Male obesity causes adipose mitochondrial dysfunction in F ₁ progeny via a let-7-DICER axis

We here describe that obesity and weight loss in male mice cause reversible abnormalities in glucose and lipid metabolism, serum metabolomes and lipidomes as well as expression of microRNAs, mRNAs and proteins controlling mitochondrial function in epididymal white adipose tissue. When mating obese male mice with lean females, we observed reductions in expression and translation of genes encoding mitochondrial respiratory components in (F ₁ ) offspring that closely resemble those observed in the paternal (F ₀ ) generation. When mapping miRNA regulation across somatic organs (i.e., liver, adipose) and sperm and F _0/1 generations, we found that obesity and weight loss reversibly affected miRNA levels, and that let-7 isoforms were induced in obese F ₀ and F ₁ adipose tissue and sperm of obese F ₀ mice, eliciting qualitatively similar responses in two adjacent tissues. Overexpressing let-7 in adipocytes silenced DICER1, a miRNA processing enzyme crucial for adipose adaptation to obesity as evidenced by deficiencies in mitochondrial function following DICER1 loss in primary adipocytes.

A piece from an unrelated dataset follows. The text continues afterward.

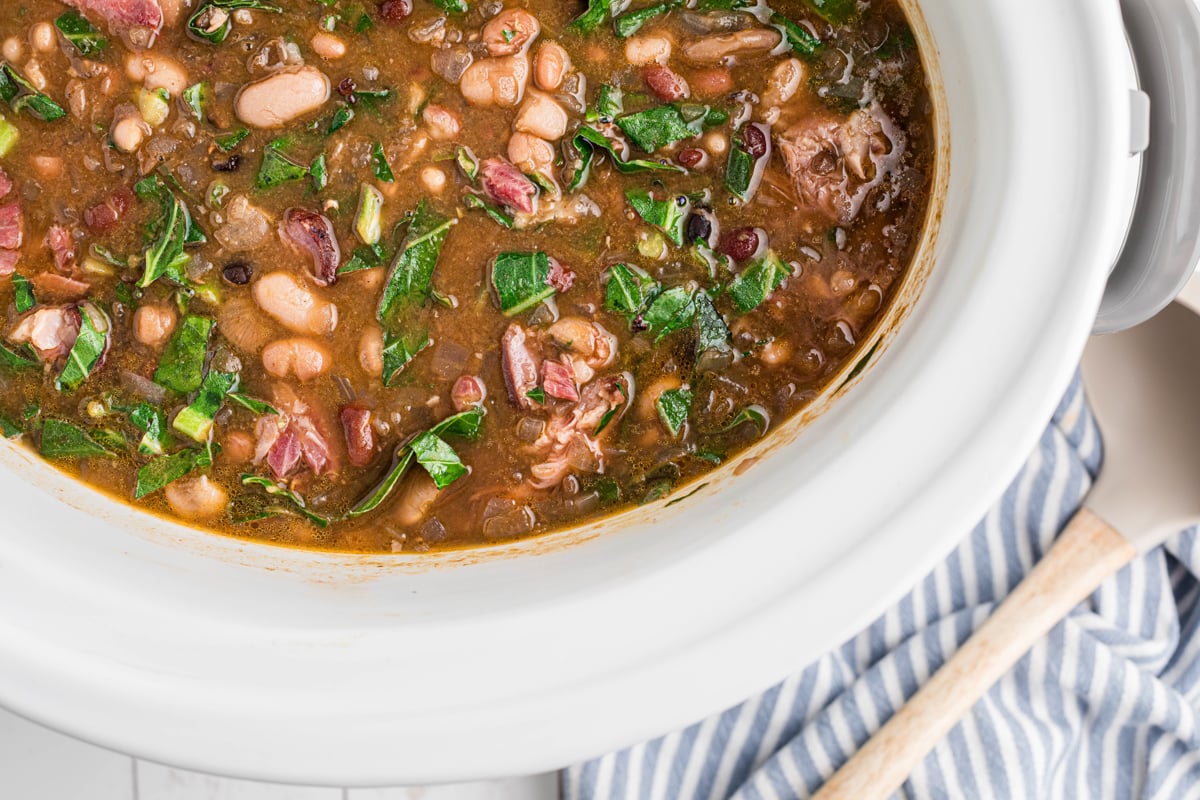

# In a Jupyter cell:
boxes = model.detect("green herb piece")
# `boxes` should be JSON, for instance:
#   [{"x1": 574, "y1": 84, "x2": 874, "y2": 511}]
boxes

Also, microinjection of synthetic let-7 mimetics at physiological levels found in obese sperm into zygotes from lean mice elicited glucose intolerance and impediments in adipose mitochondrial gene expression in mice sired from let-7 microinjected zygotes, phenocopying hereditary aspects of paternal obesity. When performing single-cell RNA-Seq of miRNA-injected embryos, let-7 impaired mitochondrial gene expression, suggesting altered oxidative metabolism following zygotic let-7 delivery. When studying miRNA alterations in human semen, lifestyle-induced weight loss downregulated hsa-let-7 , suggesting similar roles for human let-7 in gametic epigenomes and embryogenesis.